In December 2022 LastPass announced to their users that they had been subject to a data breach. This led me to consider moving to another password manager which I did, settling on 1Password.
I transferred over 1,700 passwords and I calculated that changing an average of three a day was going to take me a year and a half to change them all. Well, it has been somewhat quicker than that as I have finished! In doing so I have reduced the number from 1,700 to 677.
I thought that it might be useful to know what I did and how I managed to reduce that number by over 60%
Plan of Attack
Changing 1,700 passwords was a pretty daunting prospect so I knew that I needed to find a way to significantly reduce that number and quickly. I did that by:
- firstly I went through and removed all my work-related accounts. I found that I had passwords from jobs I left years ago and my current employer uses a different solution. This removed quite a chunk
- next, I searched for all those marked “Generated Password”. These are where LastPass has stored the password it had created but more often than not no actual credentials which rendered them useless. I felt that if I didn’t know the username or the URL that meant nobody else was likely to either
- finally, I found all those that were sites with only an IP address and I checked these and most no longer were valid.
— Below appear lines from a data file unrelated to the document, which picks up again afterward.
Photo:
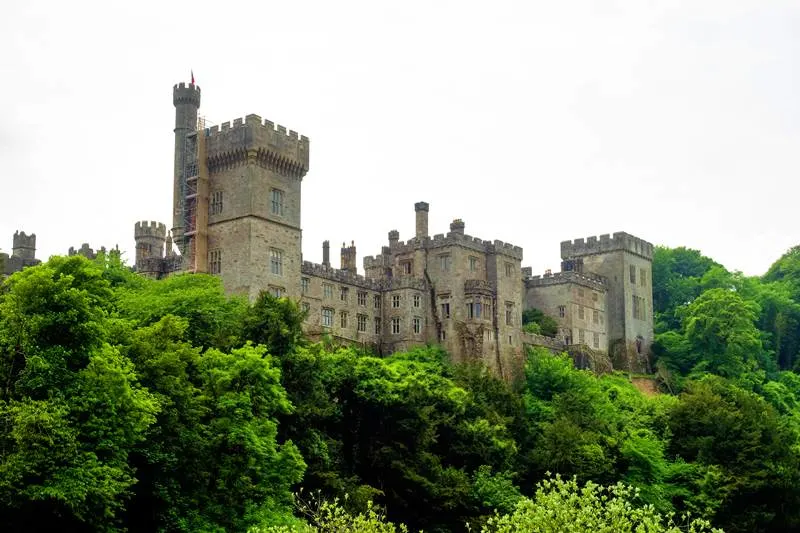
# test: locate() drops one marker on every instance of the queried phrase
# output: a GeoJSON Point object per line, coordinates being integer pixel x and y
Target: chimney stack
{"type": "Point", "coordinates": [326, 254]}
{"type": "Point", "coordinates": [422, 209]}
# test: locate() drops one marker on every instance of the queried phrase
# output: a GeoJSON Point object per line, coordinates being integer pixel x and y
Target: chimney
{"type": "Point", "coordinates": [422, 209]}
{"type": "Point", "coordinates": [349, 258]}
{"type": "Point", "coordinates": [326, 254]}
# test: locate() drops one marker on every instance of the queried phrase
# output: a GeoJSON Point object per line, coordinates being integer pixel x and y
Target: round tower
{"type": "Point", "coordinates": [186, 99]}
{"type": "Point", "coordinates": [150, 238]}
{"type": "Point", "coordinates": [24, 246]}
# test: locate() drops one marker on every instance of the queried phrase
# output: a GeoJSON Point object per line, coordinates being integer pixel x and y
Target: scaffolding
{"type": "Point", "coordinates": [193, 243]}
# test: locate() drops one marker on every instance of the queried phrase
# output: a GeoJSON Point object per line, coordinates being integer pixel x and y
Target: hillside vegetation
{"type": "Point", "coordinates": [141, 405]}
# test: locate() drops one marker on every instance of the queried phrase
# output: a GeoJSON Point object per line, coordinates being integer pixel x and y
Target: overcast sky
{"type": "Point", "coordinates": [533, 121]}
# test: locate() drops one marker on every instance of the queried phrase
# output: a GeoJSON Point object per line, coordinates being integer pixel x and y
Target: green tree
{"type": "Point", "coordinates": [71, 406]}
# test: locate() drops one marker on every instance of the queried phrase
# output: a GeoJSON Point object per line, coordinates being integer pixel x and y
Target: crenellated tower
{"type": "Point", "coordinates": [24, 246]}
{"type": "Point", "coordinates": [186, 99]}
{"type": "Point", "coordinates": [150, 238]}
{"type": "Point", "coordinates": [255, 172]}
{"type": "Point", "coordinates": [626, 263]}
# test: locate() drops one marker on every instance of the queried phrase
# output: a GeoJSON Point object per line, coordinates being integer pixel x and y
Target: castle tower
{"type": "Point", "coordinates": [421, 209]}
{"type": "Point", "coordinates": [348, 263]}
{"type": "Point", "coordinates": [255, 171]}
{"type": "Point", "coordinates": [150, 238]}
{"type": "Point", "coordinates": [186, 99]}
{"type": "Point", "coordinates": [626, 262]}
{"type": "Point", "coordinates": [24, 246]}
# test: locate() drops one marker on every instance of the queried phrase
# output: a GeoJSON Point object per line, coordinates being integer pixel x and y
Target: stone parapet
{"type": "Point", "coordinates": [456, 239]}
{"type": "Point", "coordinates": [478, 286]}
{"type": "Point", "coordinates": [606, 243]}
{"type": "Point", "coordinates": [339, 276]}
{"type": "Point", "coordinates": [272, 146]}
{"type": "Point", "coordinates": [149, 229]}
{"type": "Point", "coordinates": [592, 281]}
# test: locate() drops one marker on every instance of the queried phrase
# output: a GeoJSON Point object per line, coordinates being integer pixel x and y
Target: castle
{"type": "Point", "coordinates": [237, 214]}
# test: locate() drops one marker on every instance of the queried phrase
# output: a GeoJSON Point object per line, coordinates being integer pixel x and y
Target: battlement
{"type": "Point", "coordinates": [149, 229]}
{"type": "Point", "coordinates": [592, 281]}
{"type": "Point", "coordinates": [441, 240]}
{"type": "Point", "coordinates": [183, 93]}
{"type": "Point", "coordinates": [273, 145]}
{"type": "Point", "coordinates": [339, 276]}
{"type": "Point", "coordinates": [478, 286]}
{"type": "Point", "coordinates": [21, 240]}
{"type": "Point", "coordinates": [606, 243]}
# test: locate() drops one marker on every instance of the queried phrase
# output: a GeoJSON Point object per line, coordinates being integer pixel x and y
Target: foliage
{"type": "Point", "coordinates": [564, 506]}
{"type": "Point", "coordinates": [535, 321]}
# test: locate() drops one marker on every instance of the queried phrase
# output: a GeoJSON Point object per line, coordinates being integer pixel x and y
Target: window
{"type": "Point", "coordinates": [277, 292]}
{"type": "Point", "coordinates": [473, 310]}
{"type": "Point", "coordinates": [216, 202]}
{"type": "Point", "coordinates": [638, 308]}
{"type": "Point", "coordinates": [327, 317]}
{"type": "Point", "coordinates": [276, 261]}
{"type": "Point", "coordinates": [215, 261]}
{"type": "Point", "coordinates": [276, 197]}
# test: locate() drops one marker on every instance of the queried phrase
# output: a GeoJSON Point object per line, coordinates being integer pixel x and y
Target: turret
{"type": "Point", "coordinates": [457, 226]}
{"type": "Point", "coordinates": [349, 258]}
{"type": "Point", "coordinates": [326, 254]}
{"type": "Point", "coordinates": [186, 99]}
{"type": "Point", "coordinates": [24, 246]}
{"type": "Point", "coordinates": [150, 238]}
{"type": "Point", "coordinates": [421, 209]}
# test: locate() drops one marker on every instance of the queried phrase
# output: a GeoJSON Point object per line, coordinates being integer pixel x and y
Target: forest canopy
{"type": "Point", "coordinates": [142, 405]}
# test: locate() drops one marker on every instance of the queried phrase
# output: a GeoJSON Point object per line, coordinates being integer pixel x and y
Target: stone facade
{"type": "Point", "coordinates": [237, 214]}
{"type": "Point", "coordinates": [23, 254]}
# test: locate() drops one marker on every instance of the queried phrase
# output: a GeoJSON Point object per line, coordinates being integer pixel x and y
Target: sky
{"type": "Point", "coordinates": [533, 121]}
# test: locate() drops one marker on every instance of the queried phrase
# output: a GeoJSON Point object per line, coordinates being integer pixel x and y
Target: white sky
{"type": "Point", "coordinates": [534, 121]}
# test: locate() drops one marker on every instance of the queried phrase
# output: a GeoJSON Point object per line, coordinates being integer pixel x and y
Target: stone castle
{"type": "Point", "coordinates": [237, 214]}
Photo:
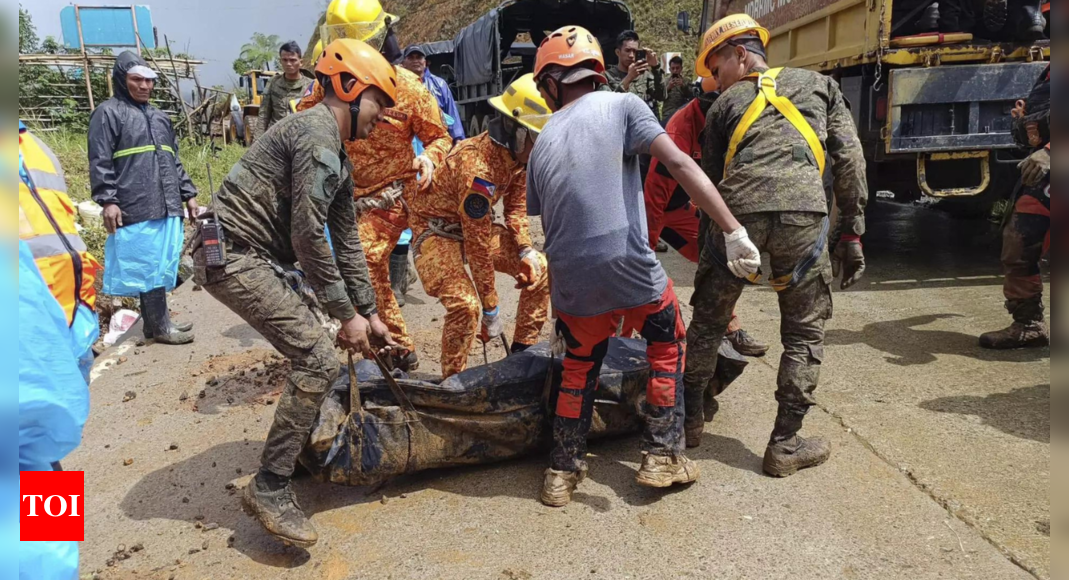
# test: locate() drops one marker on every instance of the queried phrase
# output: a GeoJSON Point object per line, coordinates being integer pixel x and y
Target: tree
{"type": "Point", "coordinates": [28, 40]}
{"type": "Point", "coordinates": [261, 52]}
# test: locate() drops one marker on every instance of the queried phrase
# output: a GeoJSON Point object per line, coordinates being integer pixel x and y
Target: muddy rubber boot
{"type": "Point", "coordinates": [746, 345]}
{"type": "Point", "coordinates": [277, 510]}
{"type": "Point", "coordinates": [559, 486]}
{"type": "Point", "coordinates": [157, 319]}
{"type": "Point", "coordinates": [1018, 335]}
{"type": "Point", "coordinates": [664, 471]}
{"type": "Point", "coordinates": [788, 457]}
{"type": "Point", "coordinates": [399, 277]}
{"type": "Point", "coordinates": [1033, 24]}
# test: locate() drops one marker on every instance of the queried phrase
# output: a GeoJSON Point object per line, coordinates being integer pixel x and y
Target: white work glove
{"type": "Point", "coordinates": [531, 268]}
{"type": "Point", "coordinates": [493, 326]}
{"type": "Point", "coordinates": [424, 167]}
{"type": "Point", "coordinates": [743, 256]}
{"type": "Point", "coordinates": [557, 344]}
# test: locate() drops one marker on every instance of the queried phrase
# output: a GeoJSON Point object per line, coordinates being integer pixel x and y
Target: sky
{"type": "Point", "coordinates": [211, 30]}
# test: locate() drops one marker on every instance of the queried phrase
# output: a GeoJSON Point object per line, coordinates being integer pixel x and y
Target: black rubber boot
{"type": "Point", "coordinates": [157, 319]}
{"type": "Point", "coordinates": [399, 277]}
{"type": "Point", "coordinates": [270, 500]}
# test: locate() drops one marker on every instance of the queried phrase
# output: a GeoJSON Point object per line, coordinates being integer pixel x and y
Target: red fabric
{"type": "Point", "coordinates": [684, 129]}
{"type": "Point", "coordinates": [665, 357]}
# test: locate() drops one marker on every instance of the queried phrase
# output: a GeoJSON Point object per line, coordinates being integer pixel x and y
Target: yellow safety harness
{"type": "Point", "coordinates": [765, 95]}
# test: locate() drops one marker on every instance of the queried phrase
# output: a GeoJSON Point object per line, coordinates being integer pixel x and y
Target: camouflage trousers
{"type": "Point", "coordinates": [440, 266]}
{"type": "Point", "coordinates": [380, 232]}
{"type": "Point", "coordinates": [804, 307]}
{"type": "Point", "coordinates": [250, 287]}
{"type": "Point", "coordinates": [662, 325]}
{"type": "Point", "coordinates": [1024, 241]}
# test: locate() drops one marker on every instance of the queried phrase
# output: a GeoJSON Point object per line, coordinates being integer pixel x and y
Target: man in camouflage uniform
{"type": "Point", "coordinates": [1027, 236]}
{"type": "Point", "coordinates": [387, 159]}
{"type": "Point", "coordinates": [274, 207]}
{"type": "Point", "coordinates": [772, 182]}
{"type": "Point", "coordinates": [284, 89]}
{"type": "Point", "coordinates": [453, 223]}
{"type": "Point", "coordinates": [645, 78]}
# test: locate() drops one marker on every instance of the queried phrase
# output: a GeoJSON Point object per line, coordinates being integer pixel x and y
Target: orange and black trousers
{"type": "Point", "coordinates": [1025, 240]}
{"type": "Point", "coordinates": [662, 325]}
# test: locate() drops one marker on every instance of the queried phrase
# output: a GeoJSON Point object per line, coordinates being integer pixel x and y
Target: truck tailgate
{"type": "Point", "coordinates": [957, 108]}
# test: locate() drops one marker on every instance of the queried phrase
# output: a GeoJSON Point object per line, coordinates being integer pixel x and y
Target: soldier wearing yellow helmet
{"type": "Point", "coordinates": [765, 144]}
{"type": "Point", "coordinates": [453, 220]}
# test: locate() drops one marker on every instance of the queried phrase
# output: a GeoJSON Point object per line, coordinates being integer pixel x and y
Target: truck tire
{"type": "Point", "coordinates": [995, 14]}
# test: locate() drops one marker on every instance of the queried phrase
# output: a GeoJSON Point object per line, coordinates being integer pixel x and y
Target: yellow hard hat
{"type": "Point", "coordinates": [724, 30]}
{"type": "Point", "coordinates": [363, 18]}
{"type": "Point", "coordinates": [523, 103]}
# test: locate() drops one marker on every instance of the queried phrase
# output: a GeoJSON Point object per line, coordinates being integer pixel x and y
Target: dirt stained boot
{"type": "Point", "coordinates": [1018, 335]}
{"type": "Point", "coordinates": [747, 345]}
{"type": "Point", "coordinates": [559, 485]}
{"type": "Point", "coordinates": [661, 471]}
{"type": "Point", "coordinates": [399, 277]}
{"type": "Point", "coordinates": [157, 320]}
{"type": "Point", "coordinates": [788, 453]}
{"type": "Point", "coordinates": [270, 499]}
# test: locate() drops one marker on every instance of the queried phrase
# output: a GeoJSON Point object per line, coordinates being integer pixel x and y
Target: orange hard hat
{"type": "Point", "coordinates": [569, 47]}
{"type": "Point", "coordinates": [709, 84]}
{"type": "Point", "coordinates": [366, 64]}
{"type": "Point", "coordinates": [724, 30]}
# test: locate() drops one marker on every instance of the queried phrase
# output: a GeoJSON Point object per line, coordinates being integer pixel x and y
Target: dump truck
{"type": "Point", "coordinates": [932, 110]}
{"type": "Point", "coordinates": [500, 46]}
Now I had a considerably reduced list to play with I could go through them all and laboriously log in to each one and change the password. This in itself get rid of a whole load more as many of the sites simply no longer existed. Boom! They were gone too.
In a lot of cases I would have been happy to delete my account as I knew that I wouldn’t need it any longer but very, very few sites provide an option for you to delete your account clearly hoping that you will remain a customer forever.
The other slightly irksome thing was that sites that I hadn’t used for a while, by which I mean I hadn’t logged into for years, suddenly started sending me marketing emails despite me neither requesting or agreeing to them. Clearly they took my logging in and resetting my password as an opportunity to ‘engage’ with me. I just unsubscribed as soon as the mails came through so that little trick didn’t work.
Final Thoughts
Little and often has seen the move to 1Password be completed relatively painlessly and I am preferring the UI on it too. Now I just have to hope that 1Password takes more care of my data than LastPass so I don’t ever have to go through this again.